The inaugural season featured new plays by four writers, one of whom is now considered to be the Stephen Joseph Theatre’s first resident playwright and who became both popular and prolific.
That writer was
David Campton and although he is not as well-known as another of Stephen Joseph’s protégés Alan Ayckbourn, he was the writer Stephen championed the most.
David first came to Stephen’s attention at a playwriting course during the early 1950s. Keen to encourage a promising new writer, Stephen continued to work with David and in 1955 invited him to write a play for the new Library Theatre in Scarborough.
This play,
Dragons Are Dangerous, began a pattern in which David had at least one play produced every year at the theatre until Stephen’s death in 1965; making him the venue’s most prolific writer during this period. He also had more plays directed by Stephen than anyone else.
Their strong relationship had a profound impact on David’s writing; Stephen encouraged his early ‘Comedy of Menace’ plays, which led to favourable comparisons with Harold Pinter. Stephen firmly believed David had the potential to be his breakout writer and went to great lengths to promote the writer, even in London. While he did not achieve the recognition Stephen felt he deserved, his plays were well-received by many influential critics including John Russell Taylor, who featured David in his seminal book on British theatre during the ‘50s and ‘60s,
Anger And After. In an article in The Times in 1961, he argued the playwright’s lack of recognition was due entirely to geography: “Clearly it is Mr Campton’s misfortune that he lives in the North, and has been produced primarily by a northern company, since up to now it has prevented him from receiving the attention he should have.”

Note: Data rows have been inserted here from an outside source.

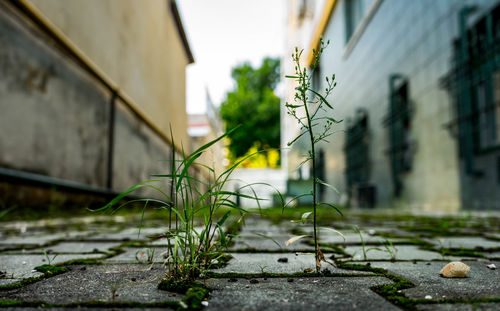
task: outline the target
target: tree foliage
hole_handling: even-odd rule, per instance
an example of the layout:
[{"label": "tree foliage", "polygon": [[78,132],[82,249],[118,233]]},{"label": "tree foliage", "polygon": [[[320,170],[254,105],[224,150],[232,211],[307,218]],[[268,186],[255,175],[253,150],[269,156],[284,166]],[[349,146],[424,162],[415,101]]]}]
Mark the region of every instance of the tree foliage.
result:
[{"label": "tree foliage", "polygon": [[274,89],[280,80],[280,60],[265,58],[260,68],[243,63],[232,70],[235,87],[221,105],[226,129],[241,124],[229,135],[230,157],[234,160],[250,148],[280,146],[280,99]]}]

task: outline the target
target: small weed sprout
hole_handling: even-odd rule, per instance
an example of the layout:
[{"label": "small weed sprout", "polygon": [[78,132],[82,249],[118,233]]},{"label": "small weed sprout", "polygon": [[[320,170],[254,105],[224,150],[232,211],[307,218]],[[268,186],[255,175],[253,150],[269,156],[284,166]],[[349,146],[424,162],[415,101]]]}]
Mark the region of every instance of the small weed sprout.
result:
[{"label": "small weed sprout", "polygon": [[[356,225],[353,225],[352,229],[354,230],[354,232],[356,232],[357,234],[359,234],[359,239],[361,240],[361,250],[363,251],[363,260],[365,260],[365,261],[368,260],[368,257],[366,256],[366,254],[369,251],[373,251],[373,250],[382,251],[378,247],[366,248],[365,240],[363,239],[363,234],[361,233],[361,230],[359,230],[358,226],[356,226]],[[351,256],[352,259],[354,259],[354,257],[356,256],[357,252],[358,251],[355,251],[354,253],[352,253],[352,256]]]},{"label": "small weed sprout", "polygon": [[44,248],[42,248],[42,252],[43,252],[43,255],[45,256],[45,259],[47,259],[47,264],[49,266],[52,266],[52,262],[54,261],[54,259],[56,259],[58,254],[55,254],[54,257],[50,258],[49,254],[47,253],[47,251]]},{"label": "small weed sprout", "polygon": [[[184,150],[181,150],[180,158],[177,158],[179,151],[174,148],[171,131],[170,172],[152,175],[157,179],[148,180],[129,188],[107,205],[96,210],[110,209],[115,212],[127,204],[143,204],[139,229],[142,228],[146,208],[155,206],[166,211],[168,230],[164,238],[167,241],[167,251],[162,255],[168,267],[168,275],[164,280],[165,286],[163,288],[168,287],[168,284],[193,281],[200,274],[203,274],[204,270],[209,269],[214,262],[222,258],[223,250],[232,237],[231,233],[228,234],[224,230],[226,221],[234,212],[239,217],[237,223],[240,223],[246,214],[246,210],[236,204],[235,197],[253,199],[257,203],[262,200],[256,196],[241,194],[238,191],[228,191],[224,187],[235,168],[255,153],[243,157],[222,173],[218,173],[210,166],[196,162],[203,152],[236,129],[234,128],[206,143],[191,154],[185,154]],[[196,170],[201,174],[196,174]],[[203,170],[205,172],[202,172]],[[202,177],[202,179],[197,176],[209,177]],[[166,186],[167,191],[162,189],[161,185]],[[251,186],[245,185],[240,187],[240,190]],[[135,199],[121,203],[130,193],[140,188],[153,189],[160,198]],[[147,254],[148,261],[152,260],[153,256],[154,253],[149,252]]]},{"label": "small weed sprout", "polygon": [[152,264],[154,262],[155,249],[145,248],[143,250],[138,250],[135,253],[135,260],[138,262],[147,262]]},{"label": "small weed sprout", "polygon": [[[334,133],[333,125],[341,122],[329,116],[331,111],[333,111],[333,107],[327,101],[328,95],[330,95],[334,87],[337,85],[337,83],[335,82],[335,75],[332,75],[331,78],[329,77],[325,78],[326,88],[323,94],[321,94],[319,90],[313,89],[311,83],[311,79],[313,76],[312,73],[318,68],[321,54],[323,53],[324,48],[329,43],[330,42],[328,41],[325,44],[323,39],[320,39],[320,45],[318,50],[313,49],[312,52],[314,61],[312,63],[310,71],[307,68],[301,66],[300,58],[302,56],[303,50],[299,51],[298,48],[295,48],[295,53],[292,54],[292,59],[295,64],[295,74],[286,76],[286,78],[293,79],[298,84],[298,86],[295,88],[296,92],[294,96],[294,103],[292,104],[287,102],[285,104],[287,109],[287,114],[292,116],[300,125],[300,133],[297,135],[297,137],[295,137],[292,141],[288,143],[288,146],[291,146],[302,136],[308,137],[308,141],[310,144],[310,149],[308,150],[306,158],[299,166],[302,166],[304,163],[311,161],[313,187],[310,193],[301,196],[306,196],[306,195],[312,196],[313,210],[312,212],[308,212],[302,215],[302,220],[303,222],[305,222],[305,219],[307,219],[307,217],[309,217],[312,213],[314,253],[316,258],[316,272],[318,273],[321,270],[321,261],[326,262],[326,260],[318,246],[317,215],[316,215],[317,207],[319,205],[332,207],[338,213],[342,214],[336,206],[329,203],[318,202],[318,193],[317,193],[319,185],[326,186],[338,193],[338,191],[333,186],[320,180],[317,177],[317,172],[316,172],[316,158],[317,158],[316,145],[320,142],[328,142],[327,138],[333,135]],[[292,237],[292,239],[290,239],[287,242],[287,245],[293,243],[294,241],[302,237],[304,236]]]},{"label": "small weed sprout", "polygon": [[265,269],[267,268],[267,266],[261,266],[261,265],[258,265],[259,266],[259,269],[260,269],[260,273],[264,274],[265,273]]},{"label": "small weed sprout", "polygon": [[391,256],[391,260],[395,261],[398,249],[394,246],[394,244],[392,244],[392,242],[388,239],[385,239],[384,248],[385,252]]},{"label": "small weed sprout", "polygon": [[111,302],[114,303],[115,300],[116,300],[116,296],[118,296],[118,294],[116,293],[118,291],[118,288],[120,287],[120,283],[119,282],[116,282],[114,284],[111,285]]},{"label": "small weed sprout", "polygon": [[[363,235],[361,234],[361,230],[359,230],[358,226],[356,226],[356,225],[353,225],[352,229],[354,230],[354,232],[356,232],[357,234],[359,234],[359,239],[361,240],[361,250],[363,251],[363,259],[366,260],[367,250],[365,249],[365,240],[363,239]],[[352,254],[353,258],[354,258],[355,254],[356,254],[356,252],[354,252]]]}]

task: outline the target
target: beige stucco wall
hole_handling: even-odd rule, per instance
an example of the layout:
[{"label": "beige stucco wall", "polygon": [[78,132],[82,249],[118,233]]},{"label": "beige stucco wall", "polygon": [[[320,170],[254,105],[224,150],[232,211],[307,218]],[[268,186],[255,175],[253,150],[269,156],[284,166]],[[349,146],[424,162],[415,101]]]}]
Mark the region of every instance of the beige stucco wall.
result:
[{"label": "beige stucco wall", "polygon": [[186,142],[188,58],[165,0],[26,0],[153,123]]}]

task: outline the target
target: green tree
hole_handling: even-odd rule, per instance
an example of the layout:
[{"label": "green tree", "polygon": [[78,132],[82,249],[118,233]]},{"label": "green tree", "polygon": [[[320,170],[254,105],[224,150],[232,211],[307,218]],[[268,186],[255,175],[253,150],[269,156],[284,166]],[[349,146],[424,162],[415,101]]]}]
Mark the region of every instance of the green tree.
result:
[{"label": "green tree", "polygon": [[235,87],[221,105],[226,129],[241,124],[229,135],[234,160],[252,147],[258,150],[280,146],[280,99],[274,89],[280,80],[280,60],[265,58],[260,68],[243,63],[231,73]]}]

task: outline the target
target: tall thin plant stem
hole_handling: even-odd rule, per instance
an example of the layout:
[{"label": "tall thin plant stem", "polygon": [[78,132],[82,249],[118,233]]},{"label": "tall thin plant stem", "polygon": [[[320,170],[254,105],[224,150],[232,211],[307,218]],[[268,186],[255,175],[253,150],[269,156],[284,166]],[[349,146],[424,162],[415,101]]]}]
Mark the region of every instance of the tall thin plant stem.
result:
[{"label": "tall thin plant stem", "polygon": [[[318,50],[313,49],[314,62],[311,66],[311,72],[314,72],[316,68],[319,66],[319,60],[323,49],[328,45],[328,43],[324,43],[323,39],[320,40],[320,46]],[[331,79],[328,77],[325,78],[327,87],[325,88],[324,95],[319,93],[319,90],[315,90],[311,87],[311,78],[312,74],[308,73],[308,69],[301,66],[300,58],[302,56],[303,50],[299,51],[298,48],[295,49],[295,53],[292,54],[292,59],[295,63],[295,75],[286,76],[287,78],[294,79],[297,81],[298,86],[296,87],[296,93],[294,97],[295,104],[286,103],[286,108],[288,110],[288,115],[295,118],[297,123],[300,126],[300,133],[297,137],[295,137],[292,141],[288,143],[288,146],[291,146],[294,142],[300,139],[302,136],[309,136],[309,142],[311,144],[311,149],[308,151],[307,158],[303,163],[311,161],[312,164],[312,190],[311,195],[313,198],[313,238],[314,238],[314,251],[315,251],[315,259],[316,259],[316,272],[319,272],[321,269],[321,261],[326,261],[323,253],[321,252],[318,244],[318,230],[317,230],[317,207],[318,204],[324,204],[327,206],[332,206],[337,212],[340,213],[337,207],[328,203],[319,203],[318,202],[318,194],[317,188],[318,184],[327,185],[330,188],[334,188],[326,184],[324,181],[320,181],[317,177],[316,172],[316,144],[319,142],[328,142],[326,140],[327,137],[333,134],[332,126],[335,123],[339,123],[330,117],[329,112],[333,110],[333,107],[328,103],[326,98],[330,94],[330,92],[335,87],[335,75],[332,75]],[[301,113],[298,113],[298,110],[302,110],[305,112],[305,117],[301,116]],[[324,112],[324,114],[318,114],[320,111]],[[306,119],[306,120],[304,120]],[[317,134],[314,134],[314,128],[319,127],[320,124],[324,125],[322,130],[316,130]],[[307,219],[307,217],[311,214],[311,212],[304,213],[302,216],[303,221]],[[336,230],[334,230],[336,231]],[[336,231],[338,232],[338,231]]]}]

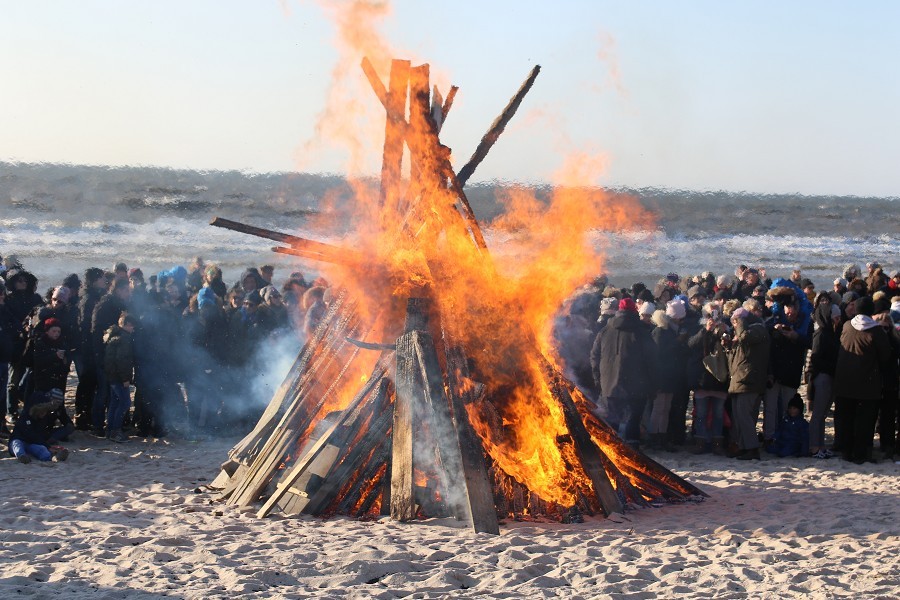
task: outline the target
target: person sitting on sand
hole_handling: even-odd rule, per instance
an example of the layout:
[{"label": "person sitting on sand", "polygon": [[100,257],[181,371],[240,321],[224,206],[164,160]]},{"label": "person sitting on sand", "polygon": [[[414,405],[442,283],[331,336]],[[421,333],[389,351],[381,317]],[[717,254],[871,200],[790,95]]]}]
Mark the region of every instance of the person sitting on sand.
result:
[{"label": "person sitting on sand", "polygon": [[132,334],[137,318],[123,314],[103,336],[103,367],[109,382],[109,410],[106,415],[106,438],[113,442],[127,442],[122,423],[131,408],[131,382],[134,379],[134,344]]},{"label": "person sitting on sand", "polygon": [[787,411],[775,432],[775,443],[768,450],[781,458],[809,455],[809,423],[803,418],[800,394],[794,394],[788,401]]},{"label": "person sitting on sand", "polygon": [[39,402],[23,410],[10,436],[10,455],[26,464],[32,458],[43,462],[66,460],[69,451],[57,445],[57,442],[71,433],[74,427],[53,428],[60,410],[65,411],[61,390],[52,390],[41,397]]}]

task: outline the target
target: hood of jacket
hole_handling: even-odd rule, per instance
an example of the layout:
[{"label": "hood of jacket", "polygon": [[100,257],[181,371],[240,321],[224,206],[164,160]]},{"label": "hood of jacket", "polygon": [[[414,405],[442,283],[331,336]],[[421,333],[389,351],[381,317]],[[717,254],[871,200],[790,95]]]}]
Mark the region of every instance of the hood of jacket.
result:
[{"label": "hood of jacket", "polygon": [[866,331],[874,327],[878,327],[878,321],[866,315],[856,315],[850,319],[850,325],[857,331]]},{"label": "hood of jacket", "polygon": [[109,341],[112,340],[113,338],[122,337],[126,333],[128,333],[128,332],[125,331],[124,329],[122,329],[121,327],[119,327],[118,325],[113,325],[109,329],[106,330],[106,333],[103,334],[103,341],[108,344]]},{"label": "hood of jacket", "polygon": [[641,326],[641,318],[634,311],[620,310],[609,320],[609,326],[621,331],[637,331]]}]

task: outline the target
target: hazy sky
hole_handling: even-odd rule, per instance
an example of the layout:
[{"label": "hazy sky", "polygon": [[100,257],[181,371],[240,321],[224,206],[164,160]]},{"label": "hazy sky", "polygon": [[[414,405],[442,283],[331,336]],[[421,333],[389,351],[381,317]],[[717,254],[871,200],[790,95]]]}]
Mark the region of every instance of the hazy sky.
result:
[{"label": "hazy sky", "polygon": [[[0,8],[0,160],[343,169],[307,144],[338,57],[319,4]],[[546,181],[588,150],[607,185],[900,196],[898,23],[887,1],[397,0],[378,29],[460,86],[442,132],[457,168],[542,66],[476,181]]]}]

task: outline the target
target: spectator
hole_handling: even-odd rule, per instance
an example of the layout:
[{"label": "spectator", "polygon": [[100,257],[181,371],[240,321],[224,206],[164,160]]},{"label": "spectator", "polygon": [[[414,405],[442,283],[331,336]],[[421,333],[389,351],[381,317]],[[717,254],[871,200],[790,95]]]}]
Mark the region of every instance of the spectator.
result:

David, like so many others at the Library Theatre, was not just a writer. He was the venue’s general manager between 1959 and 1963 and acted in 23 plays including the world premieres of Alan Ayckbourn’s first two plays,
The Square Cat and Love After All. Alan has fond memories of the increasingly terrible roles they wrote for each other which culminated in Alan playing “a homicidal, 108 year old female cook / nanny.” Stephen also encouraged David to try his hand at directing, initially directing his own play Usher in 1962, followed by Noël Coward’s Fallen Angels in 1963.
Stephen Joseph died in 1967 and the last play he directed in Scarborough was David’s
Cock & Bull Story in 1965. After his death, David was vocal in defending Stephen’s artistic legacy and was responsible for facilitating the acquisition of Stephen’s papers by the University of Manchester.
David would have only one more play produced in Scarborough with Alan Ayckbourn directing the gothic thriller
Carmilla in 1972.
While it may be almost 40 years since one of his plays was last performed at the SJT, David found considerable success outside Scarborough. He wrote more than 100 one act plays and 20 full-length plays; of which 23 are currently published by Samuel French. His one act plays have long been a staple of amateur groups and his continued popularity can be measured by the fact that in 2010, he was the most performed playwright in the All England Theatre Festival.
David died in 2006 at the age of 82, shortly after receiving the Doctor Of Letters at the University of Leicester, having undoubtedly made a significant and lasting mark on British drama. His plays continue to be popular and John Russell Taylor’s description of his writing seems as relevant today as it did in 1961.
“His voice is individual, and deserves to be heard.”